Kendimizin asıl yargıçları biziz

Güncelleme Tarihi:

Kendimizin asıl yargıçları biziz
Oluşturulma Tarihi: Temmuz 15, 2011 15:14

Fırtınanın içinde sessiz kalabilmeyi başardı. Kendini ve çocuklarını, zarar verecek her şeyden korudu. şimdi, olmak istediği yerde, sahip olmak istediği duygularla yaşamına devam ediyor. Defne Samyeli, yaşamındaki değişimleri ve farkındalıklarını Hello!’ya anlattı.

Haberin Devamı

“Son beş yıldır, doğrularım ve yanlışlarımla kendimi yeniden keşfettiğim ve yeniden doğduğum müthiş bir evreyi yaşıyorum” diyorsunuz. Bu yeni doğumun içini neler dolduruyor?   

- Değişim, durmayan bir gerçek. Devamlı bir devinim ve dönüşüm halindeyiz. Ben buna “gelişme” diyorum. Hayatta yaşadığımız iyi ya da kötü her türlü deneyim, bizi dönüştürmek ve iyiye sevketmek için var.
 
Bu farkındalık ya da değişim son yaşadıklarınızdan sonra mı gelişti?         

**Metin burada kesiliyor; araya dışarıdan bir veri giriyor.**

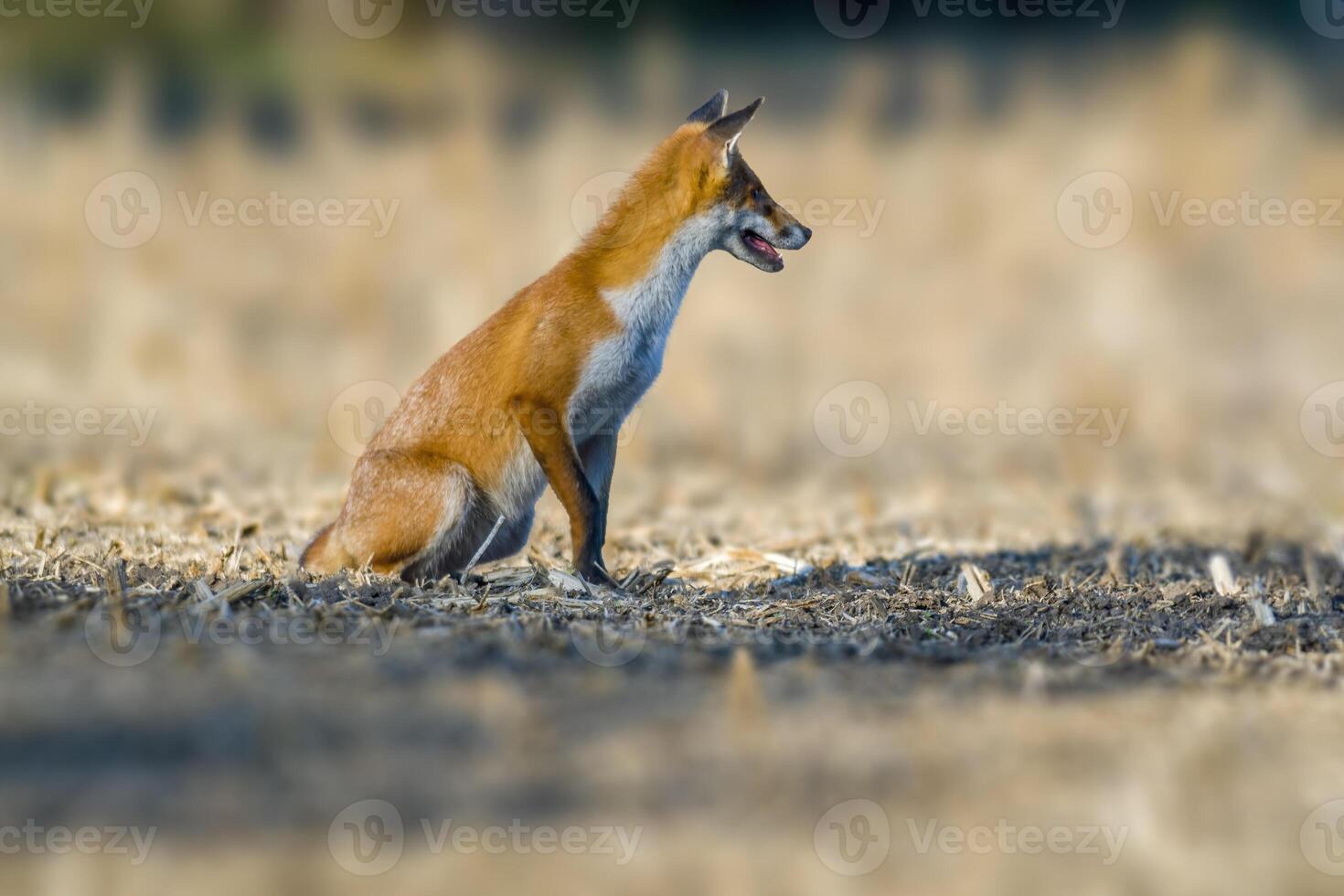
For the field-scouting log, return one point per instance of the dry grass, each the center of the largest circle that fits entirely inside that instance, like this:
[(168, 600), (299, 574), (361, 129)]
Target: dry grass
[(722, 706)]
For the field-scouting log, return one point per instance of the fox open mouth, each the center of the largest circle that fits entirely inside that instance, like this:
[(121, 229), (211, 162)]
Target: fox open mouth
[(761, 246)]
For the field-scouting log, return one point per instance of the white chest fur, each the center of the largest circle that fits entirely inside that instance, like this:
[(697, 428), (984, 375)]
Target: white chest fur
[(623, 367)]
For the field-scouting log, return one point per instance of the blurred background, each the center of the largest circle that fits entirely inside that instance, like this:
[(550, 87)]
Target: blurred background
[(1074, 280), (459, 156)]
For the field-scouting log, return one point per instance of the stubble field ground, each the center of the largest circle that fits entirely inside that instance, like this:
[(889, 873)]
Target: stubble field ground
[(171, 670)]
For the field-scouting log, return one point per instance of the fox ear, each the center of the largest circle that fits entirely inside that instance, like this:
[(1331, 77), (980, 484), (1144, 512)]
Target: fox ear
[(712, 111), (729, 128)]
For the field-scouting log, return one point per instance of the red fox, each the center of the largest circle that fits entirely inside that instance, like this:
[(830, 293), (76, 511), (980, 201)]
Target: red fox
[(538, 392)]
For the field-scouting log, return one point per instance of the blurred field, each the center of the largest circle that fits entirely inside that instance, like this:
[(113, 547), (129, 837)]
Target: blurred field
[(803, 627)]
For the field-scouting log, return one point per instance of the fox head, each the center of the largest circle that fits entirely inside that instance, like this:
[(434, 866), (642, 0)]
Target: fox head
[(752, 226), (698, 177)]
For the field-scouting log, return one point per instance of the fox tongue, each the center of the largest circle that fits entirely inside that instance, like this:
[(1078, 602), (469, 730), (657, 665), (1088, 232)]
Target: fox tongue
[(761, 246)]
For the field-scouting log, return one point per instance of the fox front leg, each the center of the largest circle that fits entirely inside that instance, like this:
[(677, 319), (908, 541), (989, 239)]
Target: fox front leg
[(552, 446), (598, 457)]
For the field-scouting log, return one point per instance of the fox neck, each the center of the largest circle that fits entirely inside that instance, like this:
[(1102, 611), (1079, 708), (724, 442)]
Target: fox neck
[(651, 301)]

- Hayır! Benim çocukluğumdan beri hayatım çok inişli çıkışlıdır. Onların doğurduğu bir “ben” vardı zaten. O bilinçle yoluna devam ederken hem iş hem de özel hayatın tekdüzeleşiyor. Sanırım o tekdüzelik insanda yeniden gelişme kapısının açılacağına dair ön bir fısıltı. Bu şimdiki ben ama yarınki ben yine ben olmayacağım.

Yani acılarınız ve korkularınızla yüzleştiniz... 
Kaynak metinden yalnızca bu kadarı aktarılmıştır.